The weather is changing, children are returning to school and keeping the family healthy is a top priority for parents. It feels like this time of year, there is always “something” going around. Most recently, Group A Streptococcus, a specific type of strep throat, is that “something”.
So what is strep throat? Strep is short for streptococcus, a type of bacteria for which there are several types. Two of them cause most of the strep infections in people: Group A streptococcus and Group B streptococcus. Strep is most commonly seen among children 5-15 years old and shows up usually during winter and early spring.
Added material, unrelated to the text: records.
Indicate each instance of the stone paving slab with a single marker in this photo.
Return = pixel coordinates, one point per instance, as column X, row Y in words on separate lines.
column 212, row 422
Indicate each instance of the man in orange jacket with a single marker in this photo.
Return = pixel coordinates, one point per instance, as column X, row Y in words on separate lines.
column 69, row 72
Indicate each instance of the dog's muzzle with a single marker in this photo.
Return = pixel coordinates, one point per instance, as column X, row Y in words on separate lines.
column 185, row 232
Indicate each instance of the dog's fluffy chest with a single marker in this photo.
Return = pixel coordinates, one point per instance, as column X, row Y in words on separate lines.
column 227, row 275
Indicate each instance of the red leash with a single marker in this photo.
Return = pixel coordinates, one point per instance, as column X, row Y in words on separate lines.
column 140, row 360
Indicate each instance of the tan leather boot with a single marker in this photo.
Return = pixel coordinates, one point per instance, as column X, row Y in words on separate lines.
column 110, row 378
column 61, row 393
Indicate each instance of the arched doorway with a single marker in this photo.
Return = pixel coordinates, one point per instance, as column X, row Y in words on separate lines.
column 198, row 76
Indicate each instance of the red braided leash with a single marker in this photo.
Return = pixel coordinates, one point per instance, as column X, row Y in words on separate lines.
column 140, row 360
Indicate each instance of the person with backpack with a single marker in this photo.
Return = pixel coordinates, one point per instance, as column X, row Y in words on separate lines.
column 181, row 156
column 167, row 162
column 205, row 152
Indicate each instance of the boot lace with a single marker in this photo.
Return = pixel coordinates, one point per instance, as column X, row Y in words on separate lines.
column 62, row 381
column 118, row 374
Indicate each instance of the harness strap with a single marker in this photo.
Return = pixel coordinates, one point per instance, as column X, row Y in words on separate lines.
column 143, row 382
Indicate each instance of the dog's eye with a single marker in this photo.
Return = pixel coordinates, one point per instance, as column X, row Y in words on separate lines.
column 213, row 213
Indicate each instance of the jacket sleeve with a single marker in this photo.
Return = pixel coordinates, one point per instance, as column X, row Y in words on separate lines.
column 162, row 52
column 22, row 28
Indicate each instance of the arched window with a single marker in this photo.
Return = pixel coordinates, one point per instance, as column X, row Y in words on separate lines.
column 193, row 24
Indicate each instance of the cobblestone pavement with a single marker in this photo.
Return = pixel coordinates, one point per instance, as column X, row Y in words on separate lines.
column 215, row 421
Information from healthychildren.org, an American Academy of Pediatrics website explains that Group A Streptococcal bacteria (GAS) can be extremely contagious and can cause a range of infections including strep throat and scarlet fever. Most GAS infections are treated with antibiotics like amoxicillin. Symptoms are usually mild and can include:
- Sore throat and pain when swallowing
- Swollen lymph nodes
Group A Strep is spread primarily through contact with bodily fluids, wounds or sores of infected people. So, basic hygiene habits are the best protection from getting sick. These include:
- proper handwashing
- covering the mouth and nose when sneezing or coughing
- regularly sanitizing and changing personal items like toothbrushes
- staying home when sick
- treating and covering wounds and sores
Very rarely, but worth noting is that GAS can become worse. The Centers for Disease Control and Prevention has reported clusters of invasive Group A Strep (iGAS) infections in children. iGAS according to the CDC occurs when the bacteria of GAS gets into the bloodstream and past the body’s immune defenses.
If you or your child begins experiencing any symptoms of GAS or feeling unwell in any way, contact a healthcare professional. The earlier treatment begins, the less severe the effects of any infection, no matter the cause.